PCB clears Shoaib to play for Surrey

September 2nd, 2008 - 5:28 pm ICT by IANS  

London, Sep 2 (IANS) The Pakistan Cricket Board (PCB) has bent its rule of not allowing its fast bowlers from playing in the county circuit and cleared Shoaib Akhtar to sign up for Surrey.The PCB has a history of objecting to its fast bowlers playing in the English county circuit. Umar Gul and Ifthikar Rao were recently denied permission to play for the counties as the PCB felt it would affect their form and fitness.

Shoaib, who has shared a tumultuous relationship with the PCB, has been cleared as a special case as he attempts another comeback.

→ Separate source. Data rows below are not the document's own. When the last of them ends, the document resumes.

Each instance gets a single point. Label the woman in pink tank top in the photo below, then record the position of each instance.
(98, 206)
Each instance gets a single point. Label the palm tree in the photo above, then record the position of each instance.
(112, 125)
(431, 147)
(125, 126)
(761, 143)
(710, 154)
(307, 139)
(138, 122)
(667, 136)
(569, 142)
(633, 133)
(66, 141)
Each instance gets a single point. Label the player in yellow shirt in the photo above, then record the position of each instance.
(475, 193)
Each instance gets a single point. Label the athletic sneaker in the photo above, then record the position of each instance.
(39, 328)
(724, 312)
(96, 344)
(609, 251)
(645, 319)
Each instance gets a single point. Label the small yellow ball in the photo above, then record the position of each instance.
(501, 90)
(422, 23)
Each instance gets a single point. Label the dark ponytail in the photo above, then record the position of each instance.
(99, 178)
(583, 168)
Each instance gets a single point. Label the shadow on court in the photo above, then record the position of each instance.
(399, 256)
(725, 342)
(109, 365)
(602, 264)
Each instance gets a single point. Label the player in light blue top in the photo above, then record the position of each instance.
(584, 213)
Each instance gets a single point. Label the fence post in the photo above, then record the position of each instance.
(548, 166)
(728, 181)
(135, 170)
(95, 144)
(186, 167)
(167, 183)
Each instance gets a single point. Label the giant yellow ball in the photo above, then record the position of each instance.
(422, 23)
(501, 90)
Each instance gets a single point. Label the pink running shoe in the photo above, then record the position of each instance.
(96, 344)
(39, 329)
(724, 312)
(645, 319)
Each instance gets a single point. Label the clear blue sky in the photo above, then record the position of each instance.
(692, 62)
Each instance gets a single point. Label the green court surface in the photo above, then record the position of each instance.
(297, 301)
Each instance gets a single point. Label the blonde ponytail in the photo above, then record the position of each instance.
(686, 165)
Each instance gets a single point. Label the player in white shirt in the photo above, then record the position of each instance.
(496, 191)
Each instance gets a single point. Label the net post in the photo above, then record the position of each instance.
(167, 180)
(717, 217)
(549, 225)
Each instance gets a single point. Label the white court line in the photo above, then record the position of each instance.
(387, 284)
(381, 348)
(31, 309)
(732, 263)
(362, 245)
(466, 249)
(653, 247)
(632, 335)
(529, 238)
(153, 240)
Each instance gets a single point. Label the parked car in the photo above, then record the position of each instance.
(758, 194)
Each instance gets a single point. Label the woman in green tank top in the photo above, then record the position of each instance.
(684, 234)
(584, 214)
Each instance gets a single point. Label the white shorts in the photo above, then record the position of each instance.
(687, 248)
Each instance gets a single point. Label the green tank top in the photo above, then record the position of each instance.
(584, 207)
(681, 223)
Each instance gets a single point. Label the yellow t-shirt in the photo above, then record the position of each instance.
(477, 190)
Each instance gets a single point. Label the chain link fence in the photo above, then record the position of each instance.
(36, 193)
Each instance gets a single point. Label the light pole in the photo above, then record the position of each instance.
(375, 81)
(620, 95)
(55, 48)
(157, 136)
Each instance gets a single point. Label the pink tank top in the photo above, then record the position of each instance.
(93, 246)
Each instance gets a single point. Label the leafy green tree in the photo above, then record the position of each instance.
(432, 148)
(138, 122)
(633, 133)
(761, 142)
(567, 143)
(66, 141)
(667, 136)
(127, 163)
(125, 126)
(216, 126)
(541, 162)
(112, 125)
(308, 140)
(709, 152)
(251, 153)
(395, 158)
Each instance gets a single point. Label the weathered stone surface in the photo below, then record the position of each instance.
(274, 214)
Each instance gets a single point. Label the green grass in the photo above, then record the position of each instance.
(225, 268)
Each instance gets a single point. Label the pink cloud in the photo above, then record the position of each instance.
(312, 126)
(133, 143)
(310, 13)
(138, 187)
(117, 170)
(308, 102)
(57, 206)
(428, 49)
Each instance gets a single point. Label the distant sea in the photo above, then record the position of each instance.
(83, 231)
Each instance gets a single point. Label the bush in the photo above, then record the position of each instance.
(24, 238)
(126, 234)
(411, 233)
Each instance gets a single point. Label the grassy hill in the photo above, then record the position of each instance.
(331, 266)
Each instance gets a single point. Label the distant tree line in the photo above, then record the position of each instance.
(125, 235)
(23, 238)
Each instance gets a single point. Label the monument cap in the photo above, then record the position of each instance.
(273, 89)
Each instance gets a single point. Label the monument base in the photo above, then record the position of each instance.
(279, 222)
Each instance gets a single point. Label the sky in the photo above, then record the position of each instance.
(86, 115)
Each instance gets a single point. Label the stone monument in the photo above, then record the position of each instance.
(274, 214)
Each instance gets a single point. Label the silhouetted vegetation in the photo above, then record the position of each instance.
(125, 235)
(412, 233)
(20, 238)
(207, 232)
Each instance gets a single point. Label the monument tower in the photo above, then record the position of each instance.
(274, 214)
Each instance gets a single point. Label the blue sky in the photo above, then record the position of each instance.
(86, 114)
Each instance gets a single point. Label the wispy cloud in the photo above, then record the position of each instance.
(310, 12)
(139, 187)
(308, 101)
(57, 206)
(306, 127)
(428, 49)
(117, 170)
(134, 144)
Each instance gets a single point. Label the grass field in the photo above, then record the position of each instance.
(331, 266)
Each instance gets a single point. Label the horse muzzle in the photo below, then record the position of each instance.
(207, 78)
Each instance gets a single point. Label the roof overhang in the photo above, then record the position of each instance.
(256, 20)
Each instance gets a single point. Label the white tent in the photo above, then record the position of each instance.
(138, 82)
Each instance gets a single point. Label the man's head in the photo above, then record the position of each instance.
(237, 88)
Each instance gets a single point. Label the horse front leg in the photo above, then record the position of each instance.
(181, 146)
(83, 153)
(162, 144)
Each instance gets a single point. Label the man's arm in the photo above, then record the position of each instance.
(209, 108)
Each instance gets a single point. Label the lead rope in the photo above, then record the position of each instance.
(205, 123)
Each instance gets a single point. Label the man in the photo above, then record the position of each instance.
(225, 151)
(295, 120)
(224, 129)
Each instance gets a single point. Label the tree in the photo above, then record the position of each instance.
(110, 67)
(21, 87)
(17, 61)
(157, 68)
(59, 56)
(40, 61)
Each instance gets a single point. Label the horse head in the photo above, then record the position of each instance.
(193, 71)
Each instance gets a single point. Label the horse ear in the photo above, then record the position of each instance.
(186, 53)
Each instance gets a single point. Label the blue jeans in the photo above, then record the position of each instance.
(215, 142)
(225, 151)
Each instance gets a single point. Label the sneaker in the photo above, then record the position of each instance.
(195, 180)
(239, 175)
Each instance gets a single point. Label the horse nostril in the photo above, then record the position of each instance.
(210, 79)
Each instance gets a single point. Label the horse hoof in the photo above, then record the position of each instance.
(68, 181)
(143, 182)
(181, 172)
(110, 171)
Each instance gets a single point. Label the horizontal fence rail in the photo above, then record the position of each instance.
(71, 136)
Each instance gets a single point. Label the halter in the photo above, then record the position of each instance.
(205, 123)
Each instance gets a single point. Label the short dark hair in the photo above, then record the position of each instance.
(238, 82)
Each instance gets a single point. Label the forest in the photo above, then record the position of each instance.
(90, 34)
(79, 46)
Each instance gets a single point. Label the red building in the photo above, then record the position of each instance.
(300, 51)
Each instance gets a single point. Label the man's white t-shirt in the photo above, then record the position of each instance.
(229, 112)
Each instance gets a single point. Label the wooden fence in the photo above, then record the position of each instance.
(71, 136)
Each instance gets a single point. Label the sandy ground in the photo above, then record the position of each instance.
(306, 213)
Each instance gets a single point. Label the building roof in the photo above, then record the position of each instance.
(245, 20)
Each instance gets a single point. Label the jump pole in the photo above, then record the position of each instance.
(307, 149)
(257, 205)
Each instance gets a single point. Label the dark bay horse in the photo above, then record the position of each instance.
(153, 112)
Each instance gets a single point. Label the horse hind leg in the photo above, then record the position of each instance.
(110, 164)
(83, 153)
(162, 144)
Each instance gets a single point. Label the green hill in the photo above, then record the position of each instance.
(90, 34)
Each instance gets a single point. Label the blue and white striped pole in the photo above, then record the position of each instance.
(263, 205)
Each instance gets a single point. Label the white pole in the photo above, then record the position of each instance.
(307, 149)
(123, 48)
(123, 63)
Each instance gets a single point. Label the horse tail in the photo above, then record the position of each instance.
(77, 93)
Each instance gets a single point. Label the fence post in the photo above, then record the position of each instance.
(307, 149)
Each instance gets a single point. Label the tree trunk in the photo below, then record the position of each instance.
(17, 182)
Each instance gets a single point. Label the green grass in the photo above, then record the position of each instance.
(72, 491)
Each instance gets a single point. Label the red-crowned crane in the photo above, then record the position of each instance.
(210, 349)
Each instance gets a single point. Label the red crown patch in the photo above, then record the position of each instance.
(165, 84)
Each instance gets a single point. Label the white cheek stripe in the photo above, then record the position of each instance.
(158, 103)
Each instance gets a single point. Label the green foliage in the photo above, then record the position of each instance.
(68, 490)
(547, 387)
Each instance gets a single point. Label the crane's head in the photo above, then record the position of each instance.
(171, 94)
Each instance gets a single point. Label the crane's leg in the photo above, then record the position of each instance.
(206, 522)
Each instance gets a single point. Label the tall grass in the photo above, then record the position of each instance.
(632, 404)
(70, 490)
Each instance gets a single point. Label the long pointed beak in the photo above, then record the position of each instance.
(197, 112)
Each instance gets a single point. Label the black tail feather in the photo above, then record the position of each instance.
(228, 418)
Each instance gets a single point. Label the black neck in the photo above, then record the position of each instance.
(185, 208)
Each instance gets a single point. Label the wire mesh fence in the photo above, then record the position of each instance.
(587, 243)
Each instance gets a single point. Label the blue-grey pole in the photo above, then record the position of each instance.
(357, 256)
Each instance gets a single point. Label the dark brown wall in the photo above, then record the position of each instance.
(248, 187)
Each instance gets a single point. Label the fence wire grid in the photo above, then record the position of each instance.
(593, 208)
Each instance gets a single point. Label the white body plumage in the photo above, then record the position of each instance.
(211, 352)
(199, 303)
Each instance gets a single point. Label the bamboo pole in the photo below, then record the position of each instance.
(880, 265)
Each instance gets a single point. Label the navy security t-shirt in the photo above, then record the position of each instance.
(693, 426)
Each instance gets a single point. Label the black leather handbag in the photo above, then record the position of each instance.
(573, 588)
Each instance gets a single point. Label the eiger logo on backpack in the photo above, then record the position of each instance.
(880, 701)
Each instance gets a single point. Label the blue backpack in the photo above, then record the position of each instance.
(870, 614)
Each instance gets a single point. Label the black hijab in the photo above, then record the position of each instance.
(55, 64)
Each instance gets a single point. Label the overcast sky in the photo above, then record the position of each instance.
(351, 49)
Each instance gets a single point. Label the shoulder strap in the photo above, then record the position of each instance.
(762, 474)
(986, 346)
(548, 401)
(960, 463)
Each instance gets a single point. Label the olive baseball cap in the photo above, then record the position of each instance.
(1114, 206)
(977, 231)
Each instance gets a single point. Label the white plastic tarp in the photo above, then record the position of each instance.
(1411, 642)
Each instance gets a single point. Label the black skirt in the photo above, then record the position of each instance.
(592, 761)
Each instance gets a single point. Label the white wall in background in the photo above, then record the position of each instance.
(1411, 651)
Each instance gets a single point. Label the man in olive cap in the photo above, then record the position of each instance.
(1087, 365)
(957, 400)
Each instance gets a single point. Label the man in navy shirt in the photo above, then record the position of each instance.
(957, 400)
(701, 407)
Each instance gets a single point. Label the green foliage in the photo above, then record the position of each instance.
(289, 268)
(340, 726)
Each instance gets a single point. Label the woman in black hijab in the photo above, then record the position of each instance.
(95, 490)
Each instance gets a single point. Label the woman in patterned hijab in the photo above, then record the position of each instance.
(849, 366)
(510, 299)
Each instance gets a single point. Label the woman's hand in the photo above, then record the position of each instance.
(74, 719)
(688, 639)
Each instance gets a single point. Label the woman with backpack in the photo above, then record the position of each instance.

“Shoaib has not played competitive cricket for months and he needs to regain match fitness,” PCB’s chief operating officer Shafaqat Naghmi was quoted as saying in The Guardian.

“We believe a short county stint might help him in doing that. He requested a ‘No Objection Certificate’, which we have issued to him, and we have no problems if he wants to play county cricket.”

Shoaib, who has played little cricket for the last year and the ban against whom was overturned only recently, is hoping to gain fitness in order to press for a place in the national team.

The former Somerset, Worcestershire and Durham player was recalled to the Pakistan team for the limited overs Champions Trophy before it was postponed.

Naghmi said the PCB had a policy of not allowing its fast bowlers to play in county championship.

“We had stopped our fast bowlers from playing for counties because such stints had affected their form and fitness,” said Naghmi.

“Mohammad Asif and Rana Naved-ul-Hassan both suffered major injuries while playing county cricket. But Shoaib’s case is different. He hasn’t played much cricket this year - a county stint could actually benefit him.”

The fast bowler could be available for Surrey as early as next week as the county, adrift at the bottom of Division One by 18 points with three matches to go, plays a key game against Kent at Canterbury. But his debut may be hampered by league rules requiring overseas players to spend at least three weeks in England before playing.

Shoaib has had a career dogged by injury and controversy. The bowler was banned by the PCB, which claimed he had tested positive for the steroid nandrolone. The ban was later overturned on appeal.